Generative music is that kind of music, which is created – normally played - by any kind of analogue or digital machinery, while permanently changing in rhythm or pitch or timbre or number of voices etc.
The producing – playing – machine may be a computer, a modular synthesiser or any other kind of gear, which is able to produce audible events and able to accept and follow certain rules or algorithms.
In modular synthesis these “rules” are our patches, and these patches are what this e-book is about.
“Permanently changing” is movement, and every moving system needs a motor, an engine that drives it, that keeps the system going on moving. In the following chapter 1 I ́m going to talk about the different kinds of engines, which keep our modular generative music system going.
And don ́t worry: You ́ll be able to reproduce everything, that is described in this series of articles. You ́ll be able to reproduce every single example and every single sonic experiment, which you ́re going to meet on these pages.

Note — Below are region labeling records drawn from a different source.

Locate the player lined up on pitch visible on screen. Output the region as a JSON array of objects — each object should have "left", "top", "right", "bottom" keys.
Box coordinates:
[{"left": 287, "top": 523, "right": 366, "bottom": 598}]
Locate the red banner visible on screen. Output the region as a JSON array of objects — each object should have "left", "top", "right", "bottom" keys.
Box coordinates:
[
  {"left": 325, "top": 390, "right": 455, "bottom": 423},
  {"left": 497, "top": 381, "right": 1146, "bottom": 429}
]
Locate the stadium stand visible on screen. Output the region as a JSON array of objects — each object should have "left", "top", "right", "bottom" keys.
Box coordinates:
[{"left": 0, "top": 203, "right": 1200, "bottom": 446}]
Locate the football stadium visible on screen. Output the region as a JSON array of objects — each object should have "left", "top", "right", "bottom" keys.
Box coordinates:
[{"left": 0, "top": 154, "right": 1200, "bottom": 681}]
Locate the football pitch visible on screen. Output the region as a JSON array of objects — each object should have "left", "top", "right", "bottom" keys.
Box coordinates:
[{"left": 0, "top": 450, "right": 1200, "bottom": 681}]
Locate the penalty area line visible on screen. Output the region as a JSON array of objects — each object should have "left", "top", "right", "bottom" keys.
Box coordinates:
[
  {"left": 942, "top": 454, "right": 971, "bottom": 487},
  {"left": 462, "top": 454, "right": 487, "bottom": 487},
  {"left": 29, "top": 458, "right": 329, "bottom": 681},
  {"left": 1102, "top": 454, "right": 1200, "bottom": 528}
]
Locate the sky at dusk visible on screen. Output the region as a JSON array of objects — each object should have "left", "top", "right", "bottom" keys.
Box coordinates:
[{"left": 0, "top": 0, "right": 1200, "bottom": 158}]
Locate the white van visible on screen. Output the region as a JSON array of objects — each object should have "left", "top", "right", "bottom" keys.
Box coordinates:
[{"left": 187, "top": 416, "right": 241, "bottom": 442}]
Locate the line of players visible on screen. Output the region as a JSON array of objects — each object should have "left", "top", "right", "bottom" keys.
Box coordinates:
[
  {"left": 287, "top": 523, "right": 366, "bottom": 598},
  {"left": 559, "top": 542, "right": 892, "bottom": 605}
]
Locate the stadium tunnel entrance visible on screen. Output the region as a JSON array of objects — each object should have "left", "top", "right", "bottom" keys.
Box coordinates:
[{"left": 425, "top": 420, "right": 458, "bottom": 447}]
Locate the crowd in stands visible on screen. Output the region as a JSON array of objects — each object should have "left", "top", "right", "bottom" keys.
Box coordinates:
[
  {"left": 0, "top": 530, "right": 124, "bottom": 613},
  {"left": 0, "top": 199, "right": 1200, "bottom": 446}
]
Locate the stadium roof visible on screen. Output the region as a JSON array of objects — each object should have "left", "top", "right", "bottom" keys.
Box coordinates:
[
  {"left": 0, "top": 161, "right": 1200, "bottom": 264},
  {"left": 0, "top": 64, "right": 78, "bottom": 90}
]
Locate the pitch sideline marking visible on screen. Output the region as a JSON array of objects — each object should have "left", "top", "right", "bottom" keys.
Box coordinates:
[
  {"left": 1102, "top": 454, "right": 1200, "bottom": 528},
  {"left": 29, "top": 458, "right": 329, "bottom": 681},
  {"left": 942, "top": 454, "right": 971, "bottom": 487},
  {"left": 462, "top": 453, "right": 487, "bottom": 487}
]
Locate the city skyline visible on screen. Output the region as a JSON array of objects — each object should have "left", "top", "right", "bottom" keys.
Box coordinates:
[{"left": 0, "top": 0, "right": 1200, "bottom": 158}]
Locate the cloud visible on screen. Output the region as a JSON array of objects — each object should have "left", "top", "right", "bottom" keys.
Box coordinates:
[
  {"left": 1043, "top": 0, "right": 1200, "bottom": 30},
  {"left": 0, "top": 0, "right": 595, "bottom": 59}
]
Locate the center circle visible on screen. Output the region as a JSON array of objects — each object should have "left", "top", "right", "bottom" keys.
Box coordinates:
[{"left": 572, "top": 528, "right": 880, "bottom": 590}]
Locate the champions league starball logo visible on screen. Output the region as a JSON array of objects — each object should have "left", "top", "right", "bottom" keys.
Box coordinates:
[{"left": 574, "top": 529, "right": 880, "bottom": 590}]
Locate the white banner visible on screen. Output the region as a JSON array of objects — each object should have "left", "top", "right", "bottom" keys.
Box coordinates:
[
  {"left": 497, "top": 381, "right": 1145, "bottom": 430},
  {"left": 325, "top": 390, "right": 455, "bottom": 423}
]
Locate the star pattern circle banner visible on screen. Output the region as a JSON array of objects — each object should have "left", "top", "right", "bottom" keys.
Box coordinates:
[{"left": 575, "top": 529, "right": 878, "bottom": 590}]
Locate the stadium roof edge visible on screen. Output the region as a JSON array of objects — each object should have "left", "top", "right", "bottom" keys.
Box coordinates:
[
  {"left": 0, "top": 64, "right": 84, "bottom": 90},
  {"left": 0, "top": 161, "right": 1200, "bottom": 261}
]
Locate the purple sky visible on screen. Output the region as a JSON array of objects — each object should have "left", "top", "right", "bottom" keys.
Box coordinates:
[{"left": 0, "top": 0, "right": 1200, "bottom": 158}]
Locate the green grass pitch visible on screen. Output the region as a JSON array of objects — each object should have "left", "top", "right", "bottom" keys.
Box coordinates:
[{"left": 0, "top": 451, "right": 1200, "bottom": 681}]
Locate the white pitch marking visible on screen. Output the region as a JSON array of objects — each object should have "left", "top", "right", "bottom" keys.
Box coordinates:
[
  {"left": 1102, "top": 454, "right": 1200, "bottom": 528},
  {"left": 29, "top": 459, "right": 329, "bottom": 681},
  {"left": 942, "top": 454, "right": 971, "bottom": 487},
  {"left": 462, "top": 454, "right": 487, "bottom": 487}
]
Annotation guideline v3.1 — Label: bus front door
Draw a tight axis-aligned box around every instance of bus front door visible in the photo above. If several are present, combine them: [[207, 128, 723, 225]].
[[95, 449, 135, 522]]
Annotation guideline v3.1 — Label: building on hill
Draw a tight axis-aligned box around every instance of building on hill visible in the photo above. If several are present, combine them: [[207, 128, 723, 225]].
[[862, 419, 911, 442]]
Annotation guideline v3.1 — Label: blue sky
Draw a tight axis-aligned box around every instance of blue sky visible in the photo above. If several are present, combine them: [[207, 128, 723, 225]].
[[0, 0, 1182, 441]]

You can do so using hardware, or you can use software to begin with. You can even use the freeware “VCV Rack” to follow me here in a very practical way. All my examples are made with VCV rack to make it not only easy, but also inexpensive to follow this course.
But I ́ve always tried not to get too specific into VCV, so that you ́ll be able to find corresponding modules in other software systems, and – of course – in hardware, which is not only more enjoyable, but also more “direct”. Turning knobs and moving sliders is on another level of experience than only wielding the mouse – but: it ́s completely on you to decide.